Getting that valuing right is a key challenge, said Kate Dillon Levin, vice-president of North American sales and marketing at Ecosphere Plus, a new venture of Althelia’s that aims to build global market demand for undervalued environmental assets and their services.

“Companies that are invested heavily in natural resources do realize that climate presents a very real risk, and they need solutions, but currently our natural capital is worth more destroyed than it is living,” she explained.

So, mainstreaming the practice of paying for environmental services is crucial in order to send the right price and demand signals and create returns on investment, which can then bring conservation finance to scale, she said.

Governments and multi-laterals also have an important role to play in creating an environment where investing in conservation, restoration and better land management practices makes economic sense, said Silvani.

“There needs to be a big push to change regulations, to have the incentives in the right place,” he said. “These are investments that can produce multiple positive outcomes that governments want to see. So we need to get that message out there to really change the narrative.”

De Valle issued a challenge to policymakers to step up the pace.

“For 10 years now I’ve heard policymakers talk about engaging the private sector, but so far it’s been a lot of heat and not much light,” he stated. “Now is the time to start seriously creating the set of incentives that’s going to really lead to behavioral transformation in private sector financing.”

The panelists were unanimous that better alignment between different actors is crucial for enacting the changes required at the landscape scale.
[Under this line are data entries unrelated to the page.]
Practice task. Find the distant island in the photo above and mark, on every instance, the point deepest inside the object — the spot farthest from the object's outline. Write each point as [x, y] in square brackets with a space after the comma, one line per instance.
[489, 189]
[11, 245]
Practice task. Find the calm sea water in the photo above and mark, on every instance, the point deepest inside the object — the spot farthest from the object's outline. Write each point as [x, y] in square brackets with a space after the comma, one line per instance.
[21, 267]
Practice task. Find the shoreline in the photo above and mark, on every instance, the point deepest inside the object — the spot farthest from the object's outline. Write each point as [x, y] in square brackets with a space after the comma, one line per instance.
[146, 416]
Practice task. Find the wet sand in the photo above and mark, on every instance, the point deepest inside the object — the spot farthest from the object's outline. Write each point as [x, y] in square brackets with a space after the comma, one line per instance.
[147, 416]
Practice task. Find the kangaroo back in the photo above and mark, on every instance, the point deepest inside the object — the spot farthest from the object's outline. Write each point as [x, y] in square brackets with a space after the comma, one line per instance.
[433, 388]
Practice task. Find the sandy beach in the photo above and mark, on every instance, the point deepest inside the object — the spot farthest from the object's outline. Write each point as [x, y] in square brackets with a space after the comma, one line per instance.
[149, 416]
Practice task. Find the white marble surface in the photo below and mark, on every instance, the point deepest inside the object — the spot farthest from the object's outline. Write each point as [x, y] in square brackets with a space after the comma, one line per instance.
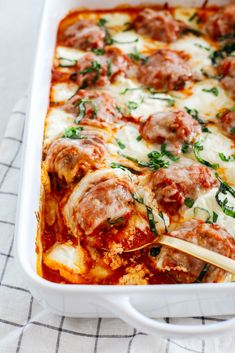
[19, 23]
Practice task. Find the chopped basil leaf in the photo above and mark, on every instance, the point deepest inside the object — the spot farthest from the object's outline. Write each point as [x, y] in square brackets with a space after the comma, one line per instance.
[202, 46]
[115, 165]
[137, 56]
[167, 153]
[156, 161]
[96, 67]
[189, 202]
[138, 199]
[197, 209]
[224, 188]
[213, 90]
[99, 51]
[132, 105]
[120, 144]
[67, 62]
[214, 217]
[155, 251]
[161, 215]
[225, 158]
[203, 273]
[185, 147]
[226, 50]
[197, 147]
[125, 90]
[74, 133]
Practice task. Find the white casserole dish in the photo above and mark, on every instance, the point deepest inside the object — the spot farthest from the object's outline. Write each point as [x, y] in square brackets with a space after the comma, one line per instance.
[131, 303]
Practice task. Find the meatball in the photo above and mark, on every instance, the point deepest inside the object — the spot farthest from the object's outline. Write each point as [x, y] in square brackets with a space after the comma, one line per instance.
[165, 70]
[102, 69]
[227, 70]
[71, 158]
[187, 269]
[85, 35]
[158, 25]
[95, 108]
[98, 200]
[222, 23]
[174, 127]
[180, 181]
[228, 122]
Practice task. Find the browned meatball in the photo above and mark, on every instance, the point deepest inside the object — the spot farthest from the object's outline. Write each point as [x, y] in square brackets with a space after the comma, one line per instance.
[158, 25]
[222, 23]
[228, 122]
[94, 108]
[180, 181]
[93, 70]
[108, 200]
[185, 268]
[165, 70]
[227, 69]
[85, 35]
[174, 127]
[71, 158]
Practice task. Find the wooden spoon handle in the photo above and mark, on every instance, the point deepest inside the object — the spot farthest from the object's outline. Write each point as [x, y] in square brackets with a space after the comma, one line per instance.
[211, 257]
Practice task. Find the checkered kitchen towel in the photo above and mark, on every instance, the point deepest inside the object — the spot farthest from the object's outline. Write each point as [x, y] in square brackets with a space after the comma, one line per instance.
[27, 328]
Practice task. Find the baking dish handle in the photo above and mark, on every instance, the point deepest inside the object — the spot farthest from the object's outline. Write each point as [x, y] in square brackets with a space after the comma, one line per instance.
[122, 307]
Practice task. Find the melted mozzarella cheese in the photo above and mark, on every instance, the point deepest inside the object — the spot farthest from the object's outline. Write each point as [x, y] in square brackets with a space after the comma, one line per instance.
[137, 149]
[57, 122]
[66, 255]
[137, 94]
[207, 104]
[63, 91]
[208, 202]
[214, 143]
[69, 53]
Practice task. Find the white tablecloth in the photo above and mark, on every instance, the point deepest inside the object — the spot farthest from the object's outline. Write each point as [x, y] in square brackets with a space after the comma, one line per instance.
[25, 327]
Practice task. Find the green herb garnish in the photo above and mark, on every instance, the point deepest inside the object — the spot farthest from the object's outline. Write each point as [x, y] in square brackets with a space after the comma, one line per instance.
[202, 273]
[74, 133]
[99, 51]
[167, 153]
[94, 67]
[120, 144]
[213, 90]
[132, 105]
[225, 158]
[197, 147]
[224, 188]
[185, 147]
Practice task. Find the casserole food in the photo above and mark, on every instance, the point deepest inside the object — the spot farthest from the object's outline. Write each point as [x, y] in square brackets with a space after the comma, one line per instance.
[41, 285]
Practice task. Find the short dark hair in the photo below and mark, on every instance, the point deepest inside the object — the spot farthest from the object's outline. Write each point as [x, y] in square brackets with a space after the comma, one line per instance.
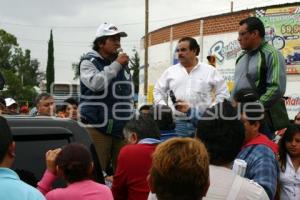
[163, 117]
[246, 95]
[5, 138]
[99, 40]
[144, 127]
[290, 132]
[222, 135]
[75, 161]
[144, 107]
[180, 170]
[193, 45]
[2, 101]
[254, 23]
[71, 101]
[42, 96]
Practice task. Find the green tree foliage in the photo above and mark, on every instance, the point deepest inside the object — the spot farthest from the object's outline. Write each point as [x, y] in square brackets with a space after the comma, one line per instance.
[50, 64]
[134, 66]
[21, 73]
[75, 68]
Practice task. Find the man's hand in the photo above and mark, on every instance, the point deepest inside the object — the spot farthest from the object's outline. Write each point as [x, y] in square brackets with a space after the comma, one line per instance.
[182, 106]
[51, 156]
[123, 59]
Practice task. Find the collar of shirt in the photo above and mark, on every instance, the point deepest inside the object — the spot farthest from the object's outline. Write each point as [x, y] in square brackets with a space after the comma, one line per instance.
[8, 173]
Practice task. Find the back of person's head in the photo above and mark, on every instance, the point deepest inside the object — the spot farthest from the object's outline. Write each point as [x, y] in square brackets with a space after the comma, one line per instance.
[297, 119]
[144, 109]
[2, 101]
[75, 162]
[5, 138]
[2, 104]
[71, 101]
[163, 116]
[288, 136]
[180, 170]
[42, 96]
[222, 132]
[194, 46]
[144, 127]
[254, 23]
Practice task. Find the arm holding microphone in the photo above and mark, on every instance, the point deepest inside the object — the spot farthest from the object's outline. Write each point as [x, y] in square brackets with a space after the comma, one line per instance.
[98, 79]
[123, 59]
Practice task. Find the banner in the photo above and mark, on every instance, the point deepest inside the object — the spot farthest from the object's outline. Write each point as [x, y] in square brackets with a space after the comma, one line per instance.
[282, 27]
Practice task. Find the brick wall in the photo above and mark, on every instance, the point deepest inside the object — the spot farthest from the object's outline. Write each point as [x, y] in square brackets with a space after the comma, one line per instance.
[190, 28]
[225, 23]
[159, 36]
[212, 25]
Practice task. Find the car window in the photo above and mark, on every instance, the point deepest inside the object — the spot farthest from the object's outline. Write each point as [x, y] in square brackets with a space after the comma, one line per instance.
[30, 155]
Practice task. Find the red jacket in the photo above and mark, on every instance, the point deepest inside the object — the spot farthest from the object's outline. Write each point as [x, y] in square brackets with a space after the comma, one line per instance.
[130, 179]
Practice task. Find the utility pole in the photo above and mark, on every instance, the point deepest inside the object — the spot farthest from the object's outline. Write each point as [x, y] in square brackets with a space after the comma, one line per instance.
[146, 41]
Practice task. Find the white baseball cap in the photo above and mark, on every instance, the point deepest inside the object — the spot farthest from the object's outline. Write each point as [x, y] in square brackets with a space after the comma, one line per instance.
[108, 29]
[9, 101]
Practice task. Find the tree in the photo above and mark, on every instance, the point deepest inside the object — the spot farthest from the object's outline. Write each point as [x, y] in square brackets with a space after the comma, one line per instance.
[134, 65]
[50, 64]
[8, 46]
[75, 68]
[21, 73]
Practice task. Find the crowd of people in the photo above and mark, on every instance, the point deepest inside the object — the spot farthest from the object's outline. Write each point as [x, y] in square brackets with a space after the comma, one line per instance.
[184, 146]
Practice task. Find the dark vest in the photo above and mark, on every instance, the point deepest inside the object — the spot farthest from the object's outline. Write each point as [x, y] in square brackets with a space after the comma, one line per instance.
[107, 111]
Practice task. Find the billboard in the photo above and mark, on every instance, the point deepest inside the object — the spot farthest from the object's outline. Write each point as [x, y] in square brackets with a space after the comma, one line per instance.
[283, 32]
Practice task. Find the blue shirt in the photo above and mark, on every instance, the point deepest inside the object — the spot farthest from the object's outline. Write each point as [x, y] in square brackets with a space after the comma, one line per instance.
[262, 167]
[12, 188]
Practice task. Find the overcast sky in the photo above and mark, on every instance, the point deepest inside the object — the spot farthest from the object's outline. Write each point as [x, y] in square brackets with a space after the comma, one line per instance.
[74, 23]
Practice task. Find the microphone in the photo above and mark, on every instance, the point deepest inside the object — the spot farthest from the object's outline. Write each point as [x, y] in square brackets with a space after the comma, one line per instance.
[119, 51]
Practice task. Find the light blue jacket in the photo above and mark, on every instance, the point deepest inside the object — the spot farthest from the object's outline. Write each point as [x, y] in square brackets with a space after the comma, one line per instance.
[12, 188]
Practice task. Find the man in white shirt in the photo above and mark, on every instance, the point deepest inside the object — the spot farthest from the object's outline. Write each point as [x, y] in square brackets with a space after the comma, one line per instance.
[191, 82]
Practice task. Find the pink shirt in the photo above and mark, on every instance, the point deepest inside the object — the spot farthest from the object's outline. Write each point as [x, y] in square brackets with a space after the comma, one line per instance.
[83, 190]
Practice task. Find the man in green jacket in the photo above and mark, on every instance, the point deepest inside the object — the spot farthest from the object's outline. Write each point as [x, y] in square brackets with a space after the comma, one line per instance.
[260, 67]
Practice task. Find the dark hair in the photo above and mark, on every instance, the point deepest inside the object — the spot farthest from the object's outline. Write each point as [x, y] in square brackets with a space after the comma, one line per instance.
[71, 101]
[192, 44]
[296, 116]
[222, 135]
[180, 170]
[5, 138]
[145, 107]
[254, 23]
[75, 161]
[99, 40]
[163, 117]
[2, 101]
[42, 96]
[290, 132]
[144, 127]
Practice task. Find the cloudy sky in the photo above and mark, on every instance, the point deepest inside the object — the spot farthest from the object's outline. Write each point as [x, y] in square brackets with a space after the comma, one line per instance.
[74, 23]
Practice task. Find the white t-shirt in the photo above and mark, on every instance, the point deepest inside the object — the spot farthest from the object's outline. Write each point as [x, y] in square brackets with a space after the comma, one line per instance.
[194, 87]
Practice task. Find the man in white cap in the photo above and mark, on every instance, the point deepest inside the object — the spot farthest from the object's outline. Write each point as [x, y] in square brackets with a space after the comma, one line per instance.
[106, 93]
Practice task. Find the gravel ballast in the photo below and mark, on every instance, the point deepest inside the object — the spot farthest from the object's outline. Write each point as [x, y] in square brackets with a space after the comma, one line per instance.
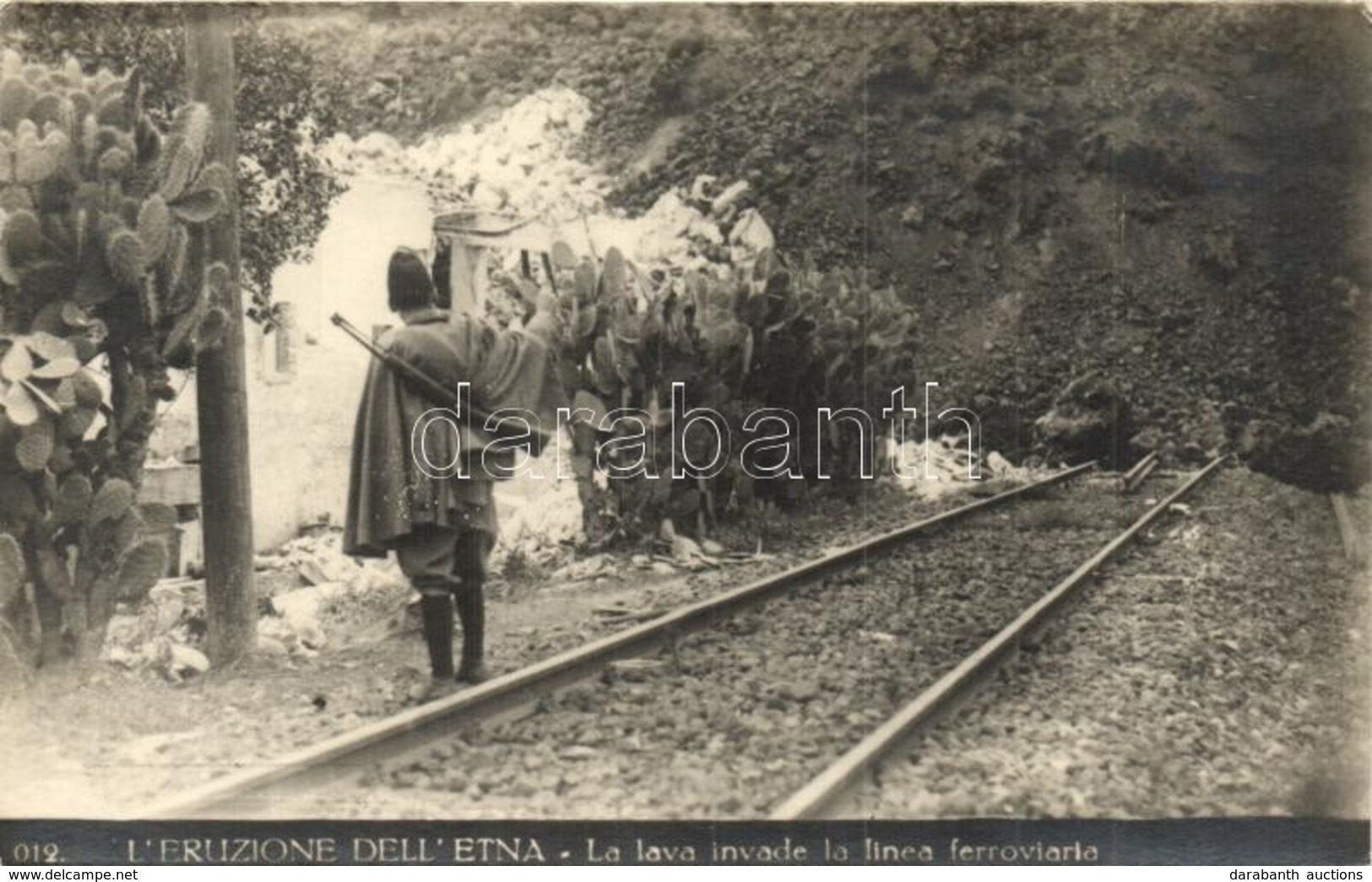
[741, 715]
[1220, 674]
Cerezo wryly described the “neurotic situation” that FUNDAECO faces in trying to meet the design and reporting needs of the various stakeholders, funders and investors involved in its projects.

He’d love to see a system where grants and multilateral financing are deployed initially to develop a project’s proof of concept; then investment funds such as Althelia enter the game “at the early stages, when it’s high risk, high yield”, and then local banks can continue to fund processes when risks are low and returns more secure. “Then, we can really think about replicating and going up in scale,” he said.

Dillon Levin added that consumers, academics and policymakers would do well to “go easier” in some respects on businesses trying to do the right thing.

“We are complicit in all of this,” she reminded us. “And we’ll be lucky if we get below 3 degrees [global temperature rise] at this rate. So rather than tearing companies down for trying to do all they can do, we need to start saying “OK, all hands on deck!”